Nuggets from the Transcript
We need to have faith in ourselves, that as human beings we are capable of taking in the full reality of the situation, even if it's a painful situation.
That trip [across the US] has really convinced me that our fundamental problem is broken relationships. We have fallen out of relationship with each other.
I wanted to create a workshop initially that would help liberals maintain their center, maintain their presence, so they could be creative in the conversation. And then as I began doing the workshop, I realized that people across the board were responding to it. It didn't matter whether you were liberal or conservative.
A while ago I read about Martin Luther King and his three Cs--creativity, compassion, and courage--and when we are present, we have those three things working for us.
I think one of the things that we need to do is give people a different kind of experience, and the heart of the experience is acceptance.

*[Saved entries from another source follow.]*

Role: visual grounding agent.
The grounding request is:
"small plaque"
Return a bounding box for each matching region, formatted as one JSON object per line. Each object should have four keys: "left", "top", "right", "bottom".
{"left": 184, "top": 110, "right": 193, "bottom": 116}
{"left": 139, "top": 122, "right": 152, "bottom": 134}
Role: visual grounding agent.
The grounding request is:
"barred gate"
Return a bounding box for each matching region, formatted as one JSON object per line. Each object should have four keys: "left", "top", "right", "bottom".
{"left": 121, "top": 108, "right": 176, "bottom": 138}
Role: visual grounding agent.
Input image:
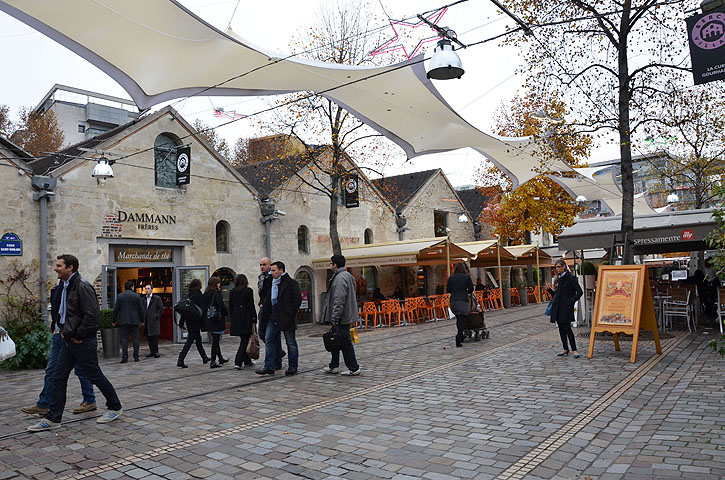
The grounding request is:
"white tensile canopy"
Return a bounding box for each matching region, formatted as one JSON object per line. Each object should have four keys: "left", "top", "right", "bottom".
{"left": 0, "top": 0, "right": 575, "bottom": 188}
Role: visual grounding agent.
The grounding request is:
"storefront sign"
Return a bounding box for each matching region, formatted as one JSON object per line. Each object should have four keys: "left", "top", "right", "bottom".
{"left": 114, "top": 247, "right": 173, "bottom": 263}
{"left": 686, "top": 9, "right": 725, "bottom": 85}
{"left": 588, "top": 265, "right": 661, "bottom": 363}
{"left": 315, "top": 234, "right": 359, "bottom": 245}
{"left": 343, "top": 175, "right": 359, "bottom": 208}
{"left": 300, "top": 291, "right": 309, "bottom": 309}
{"left": 117, "top": 210, "right": 177, "bottom": 231}
{"left": 176, "top": 146, "right": 191, "bottom": 186}
{"left": 0, "top": 232, "right": 22, "bottom": 256}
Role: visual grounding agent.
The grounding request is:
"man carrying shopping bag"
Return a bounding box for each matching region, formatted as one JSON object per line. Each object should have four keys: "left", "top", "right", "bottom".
{"left": 321, "top": 255, "right": 361, "bottom": 376}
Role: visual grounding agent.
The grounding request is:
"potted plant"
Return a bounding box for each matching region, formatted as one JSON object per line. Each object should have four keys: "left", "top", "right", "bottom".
{"left": 516, "top": 279, "right": 529, "bottom": 306}
{"left": 581, "top": 261, "right": 597, "bottom": 289}
{"left": 99, "top": 309, "right": 120, "bottom": 359}
{"left": 501, "top": 278, "right": 511, "bottom": 308}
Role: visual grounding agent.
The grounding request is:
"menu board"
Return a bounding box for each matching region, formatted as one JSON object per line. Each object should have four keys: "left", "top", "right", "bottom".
{"left": 588, "top": 265, "right": 661, "bottom": 363}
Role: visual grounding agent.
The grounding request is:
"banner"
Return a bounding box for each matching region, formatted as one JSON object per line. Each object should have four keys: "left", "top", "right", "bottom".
{"left": 686, "top": 10, "right": 725, "bottom": 85}
{"left": 176, "top": 146, "right": 191, "bottom": 185}
{"left": 343, "top": 175, "right": 359, "bottom": 208}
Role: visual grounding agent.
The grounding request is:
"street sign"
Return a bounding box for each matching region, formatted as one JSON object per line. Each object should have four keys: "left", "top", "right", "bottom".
{"left": 0, "top": 232, "right": 22, "bottom": 256}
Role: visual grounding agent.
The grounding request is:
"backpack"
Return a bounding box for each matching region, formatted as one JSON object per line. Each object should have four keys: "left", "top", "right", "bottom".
{"left": 173, "top": 298, "right": 202, "bottom": 328}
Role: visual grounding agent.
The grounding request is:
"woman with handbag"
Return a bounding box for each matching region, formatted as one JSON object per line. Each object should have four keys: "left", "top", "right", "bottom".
{"left": 203, "top": 276, "right": 229, "bottom": 368}
{"left": 545, "top": 259, "right": 583, "bottom": 358}
{"left": 447, "top": 262, "right": 474, "bottom": 347}
{"left": 229, "top": 274, "right": 257, "bottom": 369}
{"left": 177, "top": 279, "right": 210, "bottom": 368}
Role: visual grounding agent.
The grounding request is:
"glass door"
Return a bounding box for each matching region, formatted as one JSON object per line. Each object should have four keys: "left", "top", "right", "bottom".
{"left": 101, "top": 265, "right": 117, "bottom": 309}
{"left": 295, "top": 269, "right": 314, "bottom": 324}
{"left": 173, "top": 266, "right": 209, "bottom": 342}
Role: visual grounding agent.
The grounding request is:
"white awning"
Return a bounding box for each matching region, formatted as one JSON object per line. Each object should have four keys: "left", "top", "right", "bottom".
{"left": 0, "top": 0, "right": 574, "bottom": 188}
{"left": 312, "top": 238, "right": 447, "bottom": 269}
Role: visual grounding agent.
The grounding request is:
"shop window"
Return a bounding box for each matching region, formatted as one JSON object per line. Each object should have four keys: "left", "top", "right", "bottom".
{"left": 364, "top": 228, "right": 373, "bottom": 244}
{"left": 216, "top": 221, "right": 230, "bottom": 253}
{"left": 356, "top": 266, "right": 378, "bottom": 300}
{"left": 211, "top": 267, "right": 236, "bottom": 306}
{"left": 154, "top": 133, "right": 181, "bottom": 188}
{"left": 298, "top": 225, "right": 310, "bottom": 254}
{"left": 434, "top": 210, "right": 448, "bottom": 237}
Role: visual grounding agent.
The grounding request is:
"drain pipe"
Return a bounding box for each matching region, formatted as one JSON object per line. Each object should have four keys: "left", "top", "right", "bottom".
{"left": 31, "top": 176, "right": 57, "bottom": 324}
{"left": 259, "top": 200, "right": 277, "bottom": 258}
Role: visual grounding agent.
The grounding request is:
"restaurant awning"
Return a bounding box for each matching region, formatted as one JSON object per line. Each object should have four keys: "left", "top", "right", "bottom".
{"left": 462, "top": 240, "right": 515, "bottom": 267}
{"left": 311, "top": 238, "right": 468, "bottom": 270}
{"left": 557, "top": 209, "right": 717, "bottom": 255}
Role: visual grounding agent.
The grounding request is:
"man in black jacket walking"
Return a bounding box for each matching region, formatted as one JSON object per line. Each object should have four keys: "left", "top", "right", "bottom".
{"left": 256, "top": 261, "right": 302, "bottom": 376}
{"left": 28, "top": 254, "right": 122, "bottom": 432}
{"left": 113, "top": 280, "right": 145, "bottom": 363}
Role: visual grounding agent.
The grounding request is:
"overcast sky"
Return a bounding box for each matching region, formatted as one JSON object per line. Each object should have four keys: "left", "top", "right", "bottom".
{"left": 0, "top": 0, "right": 620, "bottom": 186}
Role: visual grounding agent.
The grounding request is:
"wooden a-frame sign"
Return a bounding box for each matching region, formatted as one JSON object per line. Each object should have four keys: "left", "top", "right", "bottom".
{"left": 587, "top": 265, "right": 661, "bottom": 363}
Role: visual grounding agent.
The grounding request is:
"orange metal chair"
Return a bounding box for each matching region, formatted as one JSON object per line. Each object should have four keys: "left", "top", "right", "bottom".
{"left": 489, "top": 288, "right": 503, "bottom": 310}
{"left": 402, "top": 297, "right": 420, "bottom": 324}
{"left": 360, "top": 302, "right": 378, "bottom": 328}
{"left": 380, "top": 300, "right": 401, "bottom": 327}
{"left": 420, "top": 296, "right": 436, "bottom": 321}
{"left": 439, "top": 293, "right": 451, "bottom": 320}
{"left": 510, "top": 288, "right": 520, "bottom": 306}
{"left": 527, "top": 286, "right": 540, "bottom": 304}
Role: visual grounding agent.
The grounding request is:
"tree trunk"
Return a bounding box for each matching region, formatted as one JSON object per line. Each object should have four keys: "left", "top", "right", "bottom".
{"left": 618, "top": 4, "right": 635, "bottom": 265}
{"left": 329, "top": 172, "right": 342, "bottom": 256}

Difficult conversations tend to activate our survival drive: we fight, flee, or freeze. Fighting is usually manifested as we argue over facts and opinions, figures, etc. We flee by just saying “I want to avoid the conversation altogether.” Or we freeze, where someone says something that is outrageous and we aren't able to manifest any kind of response at all.
When you're triggered, you've lost all the capacities you need in order to be able to be present and creative and compassionate in that moment. So that is not where we want to be.
One thing that we know is that threats to our ideas and beliefs, as far as our brain is concerned, look like threats to our physical well-being--that we have actually conflated our ideas, the survival of our psychological self, with the survival of our physical self.
In the deep past, fight, flee, and freeze were the key. Today they are not the key; the conditions that will ensure our survival have changed.
At the individual level, the shift is from hate to love, from rejection to acceptance, from alienation to connection. That is the shift that has to happen. It has to happen, and it only happens individual by individual by individual.
We try to have difficult conversations with people we don't know very well, and that's a recipe for failure right there. The relationship needs the resiliency in order to handle the difficult conversation. So we have to start with relationship. You have to build the relationship to have the conversation.
Building connections with people is the starting point for, I think, building the world that we really want to build.
Learning to really know ourselves and … to know that we all have the capacity to be present, to be responsible, to be loving, to be creative, to be wise--I think that is our birthright, those things, as human beings.
Fear is what keeps us out of difficult conversations. What are we really afraid of? … We might find out that we are not who we thought we were. And we might have to take in some new information about ourselves. How do we learn to embrace that situation rather than walk away from it?
In a way, the people who we disagree with, who we feel are the most polar opposite of us, have the most to teach us about who we really are. Because those probably are aspects of ourselves that we simply haven't wanted to look at, haven't wanted to accept.
When you disrupt a pattern, you create a new opportunity for creative engagement.
Why would I listen to you if I don't think you have my interests at heart? Why would I listen to you if I don't think you respect me? Why would I listen to you if you just think I'm an idiot?
Relationship building takes time. …. So if you care about the person, take the time to build the kind of relationship where you build trust. It's a paradox. I mean, ultimately, you have to not care if they change or not, and you have to not make the relationship contingent upon them changing.
It's so important to be centered and present and not bring all your stuff into the situation, because then you actually activate your intuition. You get a better sense of the energy in the room. You operate from a different place.